DEBORAH MEIER: OK, OK. My screen went off.
So, part of that is, once you’ve posed the issue as being union lackeys or reformers—and the Washington Post, the New York Times, the Los Angeles Times, a variety of magazines, as you mentioned earlier, have said there are two sides: unions lackeys, people who want to—who are worrying—you know, who are dependent upon the union, and on the other side are real reformers. I think it made it hard for the union to speak for its own membership on this question.
And the history of reform has almost nothing to do—I shouldn’t say that. There has always been a struggle between these two wings in reform. But they have posed me as an anti-reformer, as though there are—since I’m not for market-style reforms, this testing mania, this narrow focus on prepping kids for a small selection of skills, that makes me a dupe of the union and an anti-reformer and someone who doesn’t care for the future of the economy or democracy. I think it’s been posed that way for so many years now.
AMY GOODMAN: I want to turn to Michael Klonsky for a minute, again, speaking to us from Chicago, where Arne Duncan is head of the schools there, now been picked as Education Secretary nominee by President-elect Obama. He’s a strong supporter of No Child Left Behind Act, called in 2006 for a doubling of the funds for it. What are your thoughts on that? And for people who really don’t follow education policy issues, what’s your assessment of No Child Left Behind?
MICHAEL KLONSKY: Well, I don’t think Duncan is really a strong supporter of No Child Left Behind. I remember when President Bush came out to Chicago and kind of cut a deal with Mayor Daley and got some kind of a tentative support for No Child. But I think Duncan has been pushing more for, like most big city superintendents, pushing more for kind of a loose application of No Child’s most punitive aspects. In other words, he’s been trying to get waivers for Chicago. He’s been trying to get rid of the—I mean, he’s really rejected the idea of moving kids out of schools. And so, I have to give him that.

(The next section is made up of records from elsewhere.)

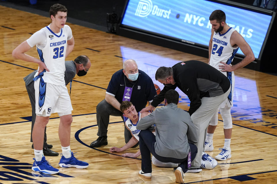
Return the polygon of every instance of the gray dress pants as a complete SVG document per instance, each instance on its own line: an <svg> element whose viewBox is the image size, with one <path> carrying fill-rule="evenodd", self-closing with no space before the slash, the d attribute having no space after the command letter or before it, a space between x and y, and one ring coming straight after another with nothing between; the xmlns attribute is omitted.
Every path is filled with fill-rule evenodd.
<svg viewBox="0 0 277 184"><path fill-rule="evenodd" d="M33 129L34 127L35 121L35 88L34 87L34 82L32 81L27 86L26 86L26 89L29 95L30 101L32 106L32 126L31 128L31 142L33 142L32 134L33 133ZM47 147L47 137L46 135L46 127L44 130L44 139L43 140L43 147Z"/></svg>

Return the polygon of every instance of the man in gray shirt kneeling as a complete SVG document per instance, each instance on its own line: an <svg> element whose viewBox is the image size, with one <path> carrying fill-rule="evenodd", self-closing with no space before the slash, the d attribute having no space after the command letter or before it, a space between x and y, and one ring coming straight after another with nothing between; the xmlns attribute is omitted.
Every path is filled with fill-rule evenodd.
<svg viewBox="0 0 277 184"><path fill-rule="evenodd" d="M184 173L197 153L197 147L194 144L198 139L196 128L189 114L177 107L178 92L170 90L164 97L164 107L157 109L142 118L136 125L136 129L141 130L139 134L141 154L141 170L139 175L146 178L151 178L151 153L161 162L181 163L175 171L175 181L182 183ZM154 124L156 137L147 129Z"/></svg>

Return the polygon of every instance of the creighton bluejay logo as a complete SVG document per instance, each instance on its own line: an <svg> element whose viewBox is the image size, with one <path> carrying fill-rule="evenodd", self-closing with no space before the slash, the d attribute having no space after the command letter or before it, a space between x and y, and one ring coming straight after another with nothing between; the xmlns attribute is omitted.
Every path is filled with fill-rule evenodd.
<svg viewBox="0 0 277 184"><path fill-rule="evenodd" d="M50 107L49 107L49 108L48 108L48 109L47 109L47 114L49 114L50 112L51 112L51 110L52 109L52 108L50 108Z"/></svg>

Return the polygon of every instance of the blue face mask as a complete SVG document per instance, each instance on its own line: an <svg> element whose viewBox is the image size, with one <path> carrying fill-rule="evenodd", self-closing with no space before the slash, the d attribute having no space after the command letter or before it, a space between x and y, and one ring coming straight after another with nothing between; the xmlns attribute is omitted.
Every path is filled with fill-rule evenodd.
<svg viewBox="0 0 277 184"><path fill-rule="evenodd" d="M128 76L127 78L129 80L134 81L138 79L138 72L132 74L128 74Z"/></svg>

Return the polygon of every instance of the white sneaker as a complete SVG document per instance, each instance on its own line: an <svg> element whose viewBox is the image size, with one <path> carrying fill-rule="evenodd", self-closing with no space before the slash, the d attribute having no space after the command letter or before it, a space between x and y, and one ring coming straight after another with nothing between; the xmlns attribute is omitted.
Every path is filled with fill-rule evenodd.
<svg viewBox="0 0 277 184"><path fill-rule="evenodd" d="M232 156L231 155L231 148L224 147L223 148L219 148L218 149L221 150L221 152L216 156L216 159L219 160L226 160L227 159L231 158Z"/></svg>
<svg viewBox="0 0 277 184"><path fill-rule="evenodd" d="M151 179L152 174L150 173L144 173L142 172L142 170L141 170L138 172L138 175L146 179Z"/></svg>
<svg viewBox="0 0 277 184"><path fill-rule="evenodd" d="M183 170L180 167L178 167L176 169L176 170L174 172L175 174L175 177L176 179L175 182L177 183L185 183L184 179L185 176L184 176L184 172L183 172Z"/></svg>
<svg viewBox="0 0 277 184"><path fill-rule="evenodd" d="M212 169L217 165L217 161L203 152L200 167L207 169Z"/></svg>
<svg viewBox="0 0 277 184"><path fill-rule="evenodd" d="M213 145L213 141L209 142L207 140L205 141L205 151L211 152L214 150L214 146Z"/></svg>

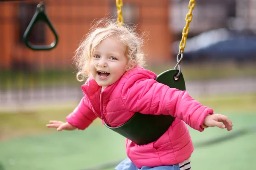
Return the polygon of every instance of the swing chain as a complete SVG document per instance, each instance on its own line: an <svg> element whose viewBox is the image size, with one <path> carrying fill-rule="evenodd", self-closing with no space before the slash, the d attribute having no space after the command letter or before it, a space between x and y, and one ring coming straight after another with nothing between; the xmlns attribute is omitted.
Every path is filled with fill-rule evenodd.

Look, I think the real point is that we have an opportunity here to do something that the Bush administration has stopped us from doing. We need to put public back in public education. And I think Duncan, once he’s kind of liberated from Chicago, I think could be a person who could do that. I think he’s got to use the bully pulpit of the Department of Education to really promote support for urban public schools and for teachers. And I think we’ve got to get rid of No Child Left Behind’s approach, which has been to really turn the Department of Education into a cash cow for politically aligned companies and that have gone into the education business.
AMY GOODMAN: We’re going to have to leave it there, Michael Klonsky. I want to thank you for being with us, professor of education and director of the Small Schools Workshop and author of Small Schools. Deborah Meier, longtime school reform activist, now at the Steinhardt School of Education at NYU.